Meg Day’s “When They Took Her Breasts, She Dreamt of Icarus” is a poem describing the aftermath of a mastectomy, in which Icarus entertains our speaker as she recovers with all the grace of the titular figure plummetting into the ocean. Though complicated by enjambment and slants, the rhyme scheme is a clear indicator of the form the poem takes: it’s made up of sonnets.
The first stanza takes on the rhyme scheme of an English sonnet, the classic ABABCDCDEFEFGG, while the second takes on the ABBACDDCEFFEGG of Italian sonnets. The third stanza, again in Italian rhyme, complicates matters, as instead of ten to twelve syllables per line, it is made up of at least fourteen syllables per line. (Because of this syllabic variation, I want to tread lightly in calling it a sonnet, but poetry frequently takes on more complicated forms than high school teachers were ever willing to admit, so a sonnet it is.) This length lends emphasis to this final stanza, as Icarus and the speaker discuss their thoughts on their inevitable deaths.
The content of the poem is somewhat narrative, with the speaker describing the process of undergoing and recovering from surgeries, giving us such details as her punctured lungs and cauterized cuts. The poem begins with her near death and ends with her reflection on what she wants her death to be; unlike Icarus, whose story most audiences find themselves intimately familiar with, the poem’s speaker is yet undecided, which is apparently how she wants it.
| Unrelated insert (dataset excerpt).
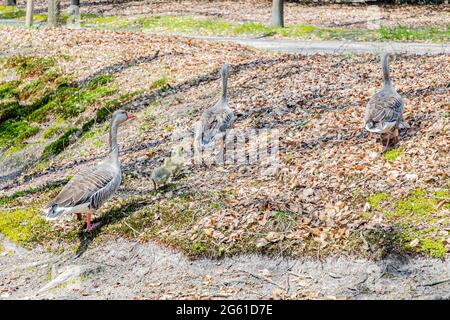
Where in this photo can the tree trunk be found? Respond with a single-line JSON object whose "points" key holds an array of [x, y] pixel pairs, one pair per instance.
{"points": [[53, 13], [29, 16], [278, 13], [74, 14]]}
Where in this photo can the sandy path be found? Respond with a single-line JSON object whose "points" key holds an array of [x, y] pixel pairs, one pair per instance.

O, how I’d come to crave the surprise of death instead of its prediction:
let me be amazed by my departure, let it be some unafflicted eviction
This is one of the only moments in the poem in which the speaker is an active participant. The work is so much about the things that happen to her. These two lines are a rare instance of her agency, which she uses to bring her story to its end.